La Déclaration Universelle des Droits de l’Homme prévoit que tout homme a droit à UNE nationalité. Elle prévoit aussi qu’il peut en « changer » mais pas qu’il peut les cumuler (1). De nombreux pays l’interdisent, considérant que la binationalité donne, de manière cumulée, les avantages de deux pays (par exemple : système de santé dans l’un et avantages fiscaux dans l’autre) ce qui est contraire au principe d’égalité entre les citoyens.
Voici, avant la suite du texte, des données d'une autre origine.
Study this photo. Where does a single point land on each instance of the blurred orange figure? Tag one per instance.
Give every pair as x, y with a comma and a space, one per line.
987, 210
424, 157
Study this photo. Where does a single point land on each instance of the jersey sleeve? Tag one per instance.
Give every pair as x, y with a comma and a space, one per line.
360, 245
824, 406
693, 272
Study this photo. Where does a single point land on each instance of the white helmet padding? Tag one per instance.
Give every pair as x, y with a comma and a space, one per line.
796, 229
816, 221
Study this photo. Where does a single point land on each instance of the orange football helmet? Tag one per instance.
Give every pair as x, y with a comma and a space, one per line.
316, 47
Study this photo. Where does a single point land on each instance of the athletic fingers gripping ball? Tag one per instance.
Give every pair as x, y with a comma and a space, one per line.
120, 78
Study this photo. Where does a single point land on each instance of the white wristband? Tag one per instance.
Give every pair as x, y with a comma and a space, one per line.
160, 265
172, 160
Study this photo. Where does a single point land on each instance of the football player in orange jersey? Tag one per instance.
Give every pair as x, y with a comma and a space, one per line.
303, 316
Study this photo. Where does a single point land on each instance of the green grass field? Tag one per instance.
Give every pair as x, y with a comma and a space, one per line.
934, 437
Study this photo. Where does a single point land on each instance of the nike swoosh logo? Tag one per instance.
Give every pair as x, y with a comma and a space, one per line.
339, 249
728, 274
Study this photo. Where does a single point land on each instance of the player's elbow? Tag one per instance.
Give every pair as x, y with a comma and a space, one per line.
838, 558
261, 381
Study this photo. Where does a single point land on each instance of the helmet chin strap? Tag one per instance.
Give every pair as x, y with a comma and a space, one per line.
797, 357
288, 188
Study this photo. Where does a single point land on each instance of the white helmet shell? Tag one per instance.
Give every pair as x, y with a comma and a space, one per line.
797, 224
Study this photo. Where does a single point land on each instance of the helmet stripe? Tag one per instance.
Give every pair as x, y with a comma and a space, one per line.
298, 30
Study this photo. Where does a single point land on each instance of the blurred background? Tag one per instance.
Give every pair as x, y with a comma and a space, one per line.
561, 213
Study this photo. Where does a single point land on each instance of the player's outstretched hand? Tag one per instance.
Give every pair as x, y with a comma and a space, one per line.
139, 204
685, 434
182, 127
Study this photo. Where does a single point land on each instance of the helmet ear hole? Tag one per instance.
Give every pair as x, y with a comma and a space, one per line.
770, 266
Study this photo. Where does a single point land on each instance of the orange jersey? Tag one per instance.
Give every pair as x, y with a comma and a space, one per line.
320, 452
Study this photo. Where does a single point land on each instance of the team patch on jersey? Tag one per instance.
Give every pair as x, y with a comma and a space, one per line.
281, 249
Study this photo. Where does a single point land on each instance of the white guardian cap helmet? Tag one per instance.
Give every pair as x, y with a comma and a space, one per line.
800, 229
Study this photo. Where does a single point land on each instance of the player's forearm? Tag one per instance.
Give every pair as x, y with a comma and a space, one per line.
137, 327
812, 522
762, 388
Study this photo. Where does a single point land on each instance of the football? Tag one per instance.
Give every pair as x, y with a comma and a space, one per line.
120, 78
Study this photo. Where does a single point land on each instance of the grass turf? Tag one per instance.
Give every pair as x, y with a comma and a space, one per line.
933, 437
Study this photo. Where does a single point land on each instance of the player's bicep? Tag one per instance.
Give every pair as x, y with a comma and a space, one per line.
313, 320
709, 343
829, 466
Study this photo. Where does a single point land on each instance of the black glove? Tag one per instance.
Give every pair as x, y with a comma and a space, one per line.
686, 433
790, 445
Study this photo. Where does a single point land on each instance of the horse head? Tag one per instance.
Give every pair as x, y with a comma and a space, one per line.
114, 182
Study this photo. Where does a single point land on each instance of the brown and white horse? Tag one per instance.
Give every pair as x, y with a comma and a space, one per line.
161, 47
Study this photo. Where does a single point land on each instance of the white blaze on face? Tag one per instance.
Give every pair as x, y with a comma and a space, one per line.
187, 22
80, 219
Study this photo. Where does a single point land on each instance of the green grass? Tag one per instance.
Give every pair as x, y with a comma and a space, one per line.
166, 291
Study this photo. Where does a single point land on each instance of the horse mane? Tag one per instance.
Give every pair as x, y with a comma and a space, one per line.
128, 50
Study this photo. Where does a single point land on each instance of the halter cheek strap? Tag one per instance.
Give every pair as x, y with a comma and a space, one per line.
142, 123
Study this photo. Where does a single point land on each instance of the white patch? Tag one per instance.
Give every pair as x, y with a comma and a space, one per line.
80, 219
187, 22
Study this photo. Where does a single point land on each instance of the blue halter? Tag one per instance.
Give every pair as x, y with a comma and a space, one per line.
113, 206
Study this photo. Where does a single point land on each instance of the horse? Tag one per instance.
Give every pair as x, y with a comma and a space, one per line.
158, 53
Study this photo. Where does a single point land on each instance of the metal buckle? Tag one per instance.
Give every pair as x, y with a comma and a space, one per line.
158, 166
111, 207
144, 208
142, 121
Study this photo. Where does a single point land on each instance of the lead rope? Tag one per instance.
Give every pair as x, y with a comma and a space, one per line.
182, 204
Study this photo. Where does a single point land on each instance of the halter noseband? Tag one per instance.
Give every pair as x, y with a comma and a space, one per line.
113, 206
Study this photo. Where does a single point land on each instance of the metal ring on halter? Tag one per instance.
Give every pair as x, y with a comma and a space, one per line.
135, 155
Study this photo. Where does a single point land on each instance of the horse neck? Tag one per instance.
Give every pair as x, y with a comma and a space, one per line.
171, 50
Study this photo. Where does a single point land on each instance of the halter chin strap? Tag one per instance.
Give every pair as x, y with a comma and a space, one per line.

Ce n’est pas le cas de la France. La double nationalité n’est pas inscrite dans le droit français mais elle résulte d’accords internationaux. Elle est ancrée dans une longue tradition trouvant son origine dans l’histoire de l’Empire. Après la Première Guerre mondiale, lors de la réintégration de l’Alsace-Moselle au sein de la République française, certains Allemands installés dans la région souhaitèrent devenir Français tout en gardant leur nationalité d’origine. « Cela n’a posé aucun problème», rappelle l’historien Patrick Weil.

Combien de personnes sont-elles concernées en France ?
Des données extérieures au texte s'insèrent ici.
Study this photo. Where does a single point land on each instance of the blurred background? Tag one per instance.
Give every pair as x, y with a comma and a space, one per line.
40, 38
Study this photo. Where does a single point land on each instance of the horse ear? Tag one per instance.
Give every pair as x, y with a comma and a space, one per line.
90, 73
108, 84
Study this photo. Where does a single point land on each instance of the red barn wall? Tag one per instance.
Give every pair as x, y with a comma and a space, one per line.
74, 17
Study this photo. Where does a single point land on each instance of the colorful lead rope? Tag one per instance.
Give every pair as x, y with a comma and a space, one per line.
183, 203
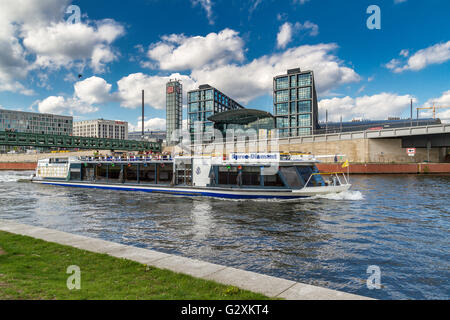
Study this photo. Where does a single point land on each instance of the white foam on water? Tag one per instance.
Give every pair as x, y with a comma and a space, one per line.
345, 195
11, 176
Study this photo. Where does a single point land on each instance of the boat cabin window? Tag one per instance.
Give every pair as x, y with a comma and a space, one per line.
273, 180
58, 160
75, 172
101, 172
306, 172
165, 171
292, 178
130, 173
228, 175
88, 172
251, 176
147, 173
115, 173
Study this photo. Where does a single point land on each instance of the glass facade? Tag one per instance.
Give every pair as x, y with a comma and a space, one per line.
295, 103
203, 103
31, 122
174, 108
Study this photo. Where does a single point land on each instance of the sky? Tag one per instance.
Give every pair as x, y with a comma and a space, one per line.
93, 62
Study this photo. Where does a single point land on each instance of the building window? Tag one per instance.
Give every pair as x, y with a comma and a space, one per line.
304, 79
283, 122
282, 83
282, 108
304, 131
293, 81
293, 94
193, 107
208, 94
304, 106
283, 96
193, 96
209, 105
304, 120
293, 107
304, 93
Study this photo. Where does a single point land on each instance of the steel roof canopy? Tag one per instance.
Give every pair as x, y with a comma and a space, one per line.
239, 116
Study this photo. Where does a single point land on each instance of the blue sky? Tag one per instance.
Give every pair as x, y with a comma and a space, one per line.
121, 47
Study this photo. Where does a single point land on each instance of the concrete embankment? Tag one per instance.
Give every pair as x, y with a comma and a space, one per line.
367, 168
29, 161
387, 168
259, 283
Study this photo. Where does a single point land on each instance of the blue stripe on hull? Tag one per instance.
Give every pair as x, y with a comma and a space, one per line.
179, 193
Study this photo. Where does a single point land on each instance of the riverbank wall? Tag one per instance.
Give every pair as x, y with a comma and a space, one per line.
29, 162
355, 168
255, 282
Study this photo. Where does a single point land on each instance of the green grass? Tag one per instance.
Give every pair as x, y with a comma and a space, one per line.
36, 269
Il n’existe pas de statistique officielle. La loi française n’exigeant pas de déclaration concernant la possession une autre nationalité. Des sources concordantes évoquent une fourchette de quatre à cinq millions de binationaux en métropole. Selon les évaluations des ambassades, plus de la moitié des 2,5 millions des Français de l’étranger sont binationaux.
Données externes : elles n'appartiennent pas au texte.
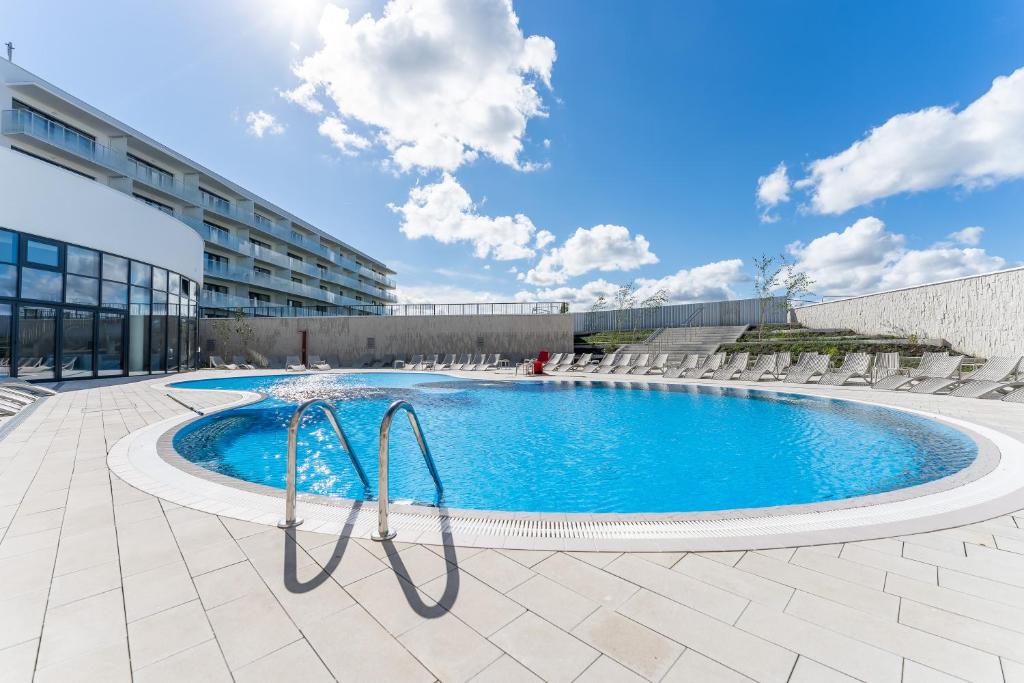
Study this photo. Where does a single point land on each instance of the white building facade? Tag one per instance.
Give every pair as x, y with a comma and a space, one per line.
254, 255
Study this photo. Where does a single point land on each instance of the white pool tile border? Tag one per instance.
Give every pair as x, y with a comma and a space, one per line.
135, 460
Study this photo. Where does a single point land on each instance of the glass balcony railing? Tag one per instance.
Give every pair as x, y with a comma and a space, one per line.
41, 128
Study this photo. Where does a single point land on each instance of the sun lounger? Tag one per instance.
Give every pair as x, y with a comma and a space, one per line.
855, 365
659, 361
218, 364
1016, 396
689, 361
765, 365
26, 386
604, 364
737, 363
812, 366
933, 365
553, 361
425, 363
623, 363
708, 367
995, 372
316, 364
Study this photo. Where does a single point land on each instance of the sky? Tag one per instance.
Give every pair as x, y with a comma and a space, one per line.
495, 151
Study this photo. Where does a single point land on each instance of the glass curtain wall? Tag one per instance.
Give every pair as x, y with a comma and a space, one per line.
72, 312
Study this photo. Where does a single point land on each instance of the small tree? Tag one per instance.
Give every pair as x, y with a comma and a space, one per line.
771, 274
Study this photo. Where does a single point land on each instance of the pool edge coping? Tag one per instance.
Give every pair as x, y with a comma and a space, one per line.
580, 530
Le « privilège » que donne ce statut n’est pas toujours évident. Loin de là. Détenir la nationalité d’un autre Etat signifie également que la loi de celui-ci lui est aussi opposable. De nombreuses nationalités d’origines ne se perdent pas. Un Français binational qui se trouve dans son pays d’origine reste soumis aux lois de celui-ci.

Conséquences

Pour éviter ces difficultés, il est possible de saisir les juridictions françaises pour demander l’application de la loi française. L’exemple le plus courant est la procédure de divorce entamée par un conjoint dans le pays d’origine. Il est possible de recourir au « privilège de juridiction » qui permet à tout citoyen français qui fait l’objet d’une procédure à l’étranger de demander à être jugé devant un tribunal français, sous réserve d’avoir saisi la juridiction française le premier (2). Le privilège de juridiction n’empêche pas la procédure à l’étranger mais enlève la qualité exécutoire en France du jugement étranger.

Il est souhaitable d’ester en France pour obtenir la protection des intérêts et le contrôle du juge français dans le déroulement de la procédure. Car si le privilège de juridiction est invoqué à l’étranger, il est improbable que la juridiction étrangère se dessaisisse. Il faut donc l’invoquer dès le départ devant les tribunaux français.

Attention : Certains traités bilatéraux ont exclu le privilège de juridiction et établi des règles conventionnelles particulières : tel est le cas de la convention franco-marocaine du 10 août 1981. Pour comprendre leur situation juridique, les binationaux doivent avant tout identifier les règles de droit qui leur sont applicables.

(1). Art. 15 de la déclaration universelle des droits de l’homme.
(2). Art. 14 et 15 du Code civil.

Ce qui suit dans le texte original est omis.